Alphabet Inc.'s Google LLC said in an Oct. 8 blog post that after an internal review of third-party developer access to user data earlier this year, it discovered a bug that shared some users' profile data from the little-used Google+ social network. As a result, the company announced a series of privacy reforms, including shutting down Google+ for consumers.
The data exposed included optional profile information such as a user's name, email address, occupation, gender and age.
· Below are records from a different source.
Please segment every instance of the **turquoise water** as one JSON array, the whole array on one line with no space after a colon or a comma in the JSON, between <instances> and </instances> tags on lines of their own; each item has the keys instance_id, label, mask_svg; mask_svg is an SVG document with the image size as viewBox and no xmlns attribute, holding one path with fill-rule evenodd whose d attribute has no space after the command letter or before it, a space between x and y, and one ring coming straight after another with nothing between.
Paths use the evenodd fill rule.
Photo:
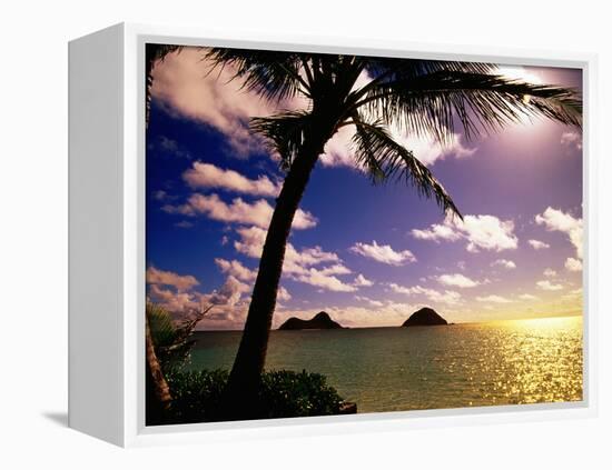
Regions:
<instances>
[{"instance_id":1,"label":"turquoise water","mask_svg":"<svg viewBox=\"0 0 612 470\"><path fill-rule=\"evenodd\" d=\"M191 369L229 369L241 332L200 331ZM582 400L580 317L273 331L267 369L320 372L359 412Z\"/></svg>"}]
</instances>

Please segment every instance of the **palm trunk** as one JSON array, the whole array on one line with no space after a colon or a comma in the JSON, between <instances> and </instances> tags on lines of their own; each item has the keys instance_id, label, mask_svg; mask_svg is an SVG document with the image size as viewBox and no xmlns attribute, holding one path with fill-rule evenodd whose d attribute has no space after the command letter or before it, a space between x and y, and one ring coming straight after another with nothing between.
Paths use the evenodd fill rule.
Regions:
<instances>
[{"instance_id":1,"label":"palm trunk","mask_svg":"<svg viewBox=\"0 0 612 470\"><path fill-rule=\"evenodd\" d=\"M172 397L168 382L164 378L161 366L155 353L155 347L149 328L149 319L146 319L146 348L147 348L147 424L159 424L164 421L164 414L169 410Z\"/></svg>"},{"instance_id":2,"label":"palm trunk","mask_svg":"<svg viewBox=\"0 0 612 470\"><path fill-rule=\"evenodd\" d=\"M294 160L276 201L259 260L245 330L221 406L224 420L257 418L257 396L266 361L285 248L310 172L330 136L330 132L320 128L318 130L319 132L314 132L318 138L305 142Z\"/></svg>"}]
</instances>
The company said the discovery was made and patched in March 2018.
"We found no evidence that any developer was aware of this bug, or abusing the API [application programming interface], and we found no evidence that any Profile data was misused," Google Vice President of Engineering Ben Smith wrote in a blog post announcing the company's findings.
Smith also acknowledged Google+ has never caught on with consumers. "While our engineering teams have put a lot of effort and dedication into building Google+ over the years, it has not achieved broad consumer or developer adoption, and has seen limited user interaction with apps," he said, noting that 90% of Google+ user sessions are less than five seconds.
In addition to closing the social network for consumers, Google announced new privacy controls, which include more granular account permissions on a users' account.
"Instead of seeing all requested permissions in a single screen, apps will have to show you each requested permission, one at a time, within its own dialog box," wrote Smith.
Additionally, Smith said the company is limiting the apps that can seek permission to access consumer Gmail data. The company claims it will only authorize apps that directly enhance email functionality to access this type of data.
Lastly, Google will limit the ability that apps have to obtain call log and text messaging permissions on Android devices. Smith said only an app selected as a default app by a user for making calls or text messages will be able to request access to the data.
Google's announcement followed an Oct. 8 report on the breach in The Wall Street Journal. According to the report, Google's legal and policy team prepared a memo for senior executives warning that public disclosure of the issue could bring about increased regulatory interest and a possible comparison to Facebook Inc.'s data scandal from earlier in 2018.
The report also claims Google CEO Sundar Pichai was notified of the company's plans not to notify impacted users.
Smith said the company will roll out additional privacy controls in the coming months.